4 Matrix of Leadership — Transformers: Revenge of the Fallen
The Transformers series is no stranger to MacGuffins, but the Matrix of Leadership in Transformers: Revenge of the Fallen is the worst of them all by far. Not only does the Matrix of Leadership feel like a rehash of the Allspark from the movie before it, it has a pretty ridiculous name as well, even if that name was used in the old cartoons that the film was inspired by. The Matrix is an artifact passed from one Autobot leader to another and can even bring back Autobots from the dead. The only problem is that it was barely even used for that reason, but it was still made the focal point of the entire movie to push the plot along.

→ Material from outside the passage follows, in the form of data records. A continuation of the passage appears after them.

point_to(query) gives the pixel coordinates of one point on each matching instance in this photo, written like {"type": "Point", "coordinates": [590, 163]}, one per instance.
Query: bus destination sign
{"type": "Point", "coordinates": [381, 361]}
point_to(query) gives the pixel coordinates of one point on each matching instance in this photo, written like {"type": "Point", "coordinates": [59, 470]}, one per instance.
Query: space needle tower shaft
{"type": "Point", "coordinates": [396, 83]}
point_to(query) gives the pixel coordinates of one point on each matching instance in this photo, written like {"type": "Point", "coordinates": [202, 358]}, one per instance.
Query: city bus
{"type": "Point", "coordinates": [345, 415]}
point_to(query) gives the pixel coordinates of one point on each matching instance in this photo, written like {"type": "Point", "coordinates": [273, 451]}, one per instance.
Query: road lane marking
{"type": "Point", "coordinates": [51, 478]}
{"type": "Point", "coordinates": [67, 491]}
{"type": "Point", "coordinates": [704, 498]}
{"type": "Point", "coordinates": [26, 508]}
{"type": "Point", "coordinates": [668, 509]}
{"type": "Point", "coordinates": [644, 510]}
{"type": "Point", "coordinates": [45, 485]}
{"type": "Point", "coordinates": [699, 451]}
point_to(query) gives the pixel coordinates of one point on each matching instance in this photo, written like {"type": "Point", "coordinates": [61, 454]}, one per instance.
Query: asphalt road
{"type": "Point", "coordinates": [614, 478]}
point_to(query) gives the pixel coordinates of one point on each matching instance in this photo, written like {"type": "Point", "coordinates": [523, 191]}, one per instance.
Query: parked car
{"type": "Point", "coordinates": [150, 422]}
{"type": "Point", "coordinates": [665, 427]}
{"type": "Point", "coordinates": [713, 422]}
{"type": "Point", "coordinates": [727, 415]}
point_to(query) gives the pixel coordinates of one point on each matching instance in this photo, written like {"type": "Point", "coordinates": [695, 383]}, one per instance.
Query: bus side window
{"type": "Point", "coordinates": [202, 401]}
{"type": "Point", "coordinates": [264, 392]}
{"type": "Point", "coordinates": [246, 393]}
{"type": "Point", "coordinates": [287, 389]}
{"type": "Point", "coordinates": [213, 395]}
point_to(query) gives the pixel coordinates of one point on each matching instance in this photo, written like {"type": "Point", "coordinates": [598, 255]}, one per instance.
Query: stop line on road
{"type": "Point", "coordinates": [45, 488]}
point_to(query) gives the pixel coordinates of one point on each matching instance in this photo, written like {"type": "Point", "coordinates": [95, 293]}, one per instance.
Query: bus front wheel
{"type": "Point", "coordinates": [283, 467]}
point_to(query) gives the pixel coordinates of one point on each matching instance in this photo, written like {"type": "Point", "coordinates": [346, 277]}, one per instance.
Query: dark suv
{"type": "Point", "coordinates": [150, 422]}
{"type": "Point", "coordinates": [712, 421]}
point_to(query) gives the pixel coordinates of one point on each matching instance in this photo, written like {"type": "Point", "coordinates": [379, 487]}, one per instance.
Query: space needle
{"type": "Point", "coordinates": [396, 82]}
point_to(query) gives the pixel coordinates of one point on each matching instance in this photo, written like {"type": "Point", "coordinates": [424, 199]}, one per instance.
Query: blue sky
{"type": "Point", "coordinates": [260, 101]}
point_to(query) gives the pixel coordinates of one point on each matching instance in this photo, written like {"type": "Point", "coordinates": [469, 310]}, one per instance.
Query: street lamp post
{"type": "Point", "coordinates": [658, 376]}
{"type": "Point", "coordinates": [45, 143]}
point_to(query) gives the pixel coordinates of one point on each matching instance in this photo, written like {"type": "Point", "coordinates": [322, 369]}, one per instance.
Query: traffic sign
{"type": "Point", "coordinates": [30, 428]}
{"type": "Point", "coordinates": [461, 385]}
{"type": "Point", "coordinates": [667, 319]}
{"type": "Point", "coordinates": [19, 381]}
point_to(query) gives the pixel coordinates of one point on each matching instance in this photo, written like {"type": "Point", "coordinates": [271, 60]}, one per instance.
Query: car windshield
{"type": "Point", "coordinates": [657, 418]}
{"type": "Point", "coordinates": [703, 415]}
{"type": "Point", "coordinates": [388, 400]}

3 Crystal Skulls — Indiana Jones and the Kingdom of the Crystal Skull
Okay, we all know how bad Indiana Jones and the Kingdom of the Crystal Skull was. Coming out nearly 20 years after a movie as great as The Last Crusade, Kingdom of the Crystal Skull had big shoes to fill both as a movie and with its MacGuffin, as the Holy Grail is one of the best and most iconic MacGuffins to make it onto the big screen. Unfortunately, the Crystal Skulls don’t even come close to the same level of impact as the Holy Grail, and the Indiana Jones franchise went from one of the best MacGuffins to one of the absolute worst. Regardless of everything else wrong with this movie, the Crystal Skulls don’t even make sense half the time with what they do or the kinds of powers they can grant. This MacGuffin would have been better off staying in the writer’s room.
2 Microwave Emitter — Batman Begins
Warner Bros.
Christopher Nolan’s Dark Knight trilogy is widely acclaimed for its grounded take on the Caped Crusader as well as for its various villains throughout each film. Joker, Scarecrow, Two-Face, Bane, Ra’s al Ghul, and more help bring this trilogy to life along with Christian Bale’s incredible performance as Bruce Wayne. While this trilogy is grounded in reality much more than any other Batman adaptation before it, that doesn’t mean it’s without any silly super villain weapons. Specifically, a crazy weapon that serves as the MacGuffin for Batman Begins is the microwave emitter that Ra’s al Ghul and the League of Shadows use to terrorize Gotham City.
The emitter was used to evaporate all of Gotham’s water supply and spread fear throughout the city. But if the emitter evaporates all water, wouldn’t it kill everyone in its vicinity as well? The microwave emitter is a silly footnote in an otherwise excellent series of movies.
1 Mother Boxes — Justice League
Finally, another infamous MacGuffin that was used to push a film’s plot into motion, we have the Mother Boxes from Justice League. Despite the fact that the film claims the Mother Boxes are really dangerous and have the capability to destroy planets, it never really feels like it. They don’t really feel that important at all, and feel like they exist solely to move the plot along. It’s a lazy piece of writing that never really feels truly believable in the film.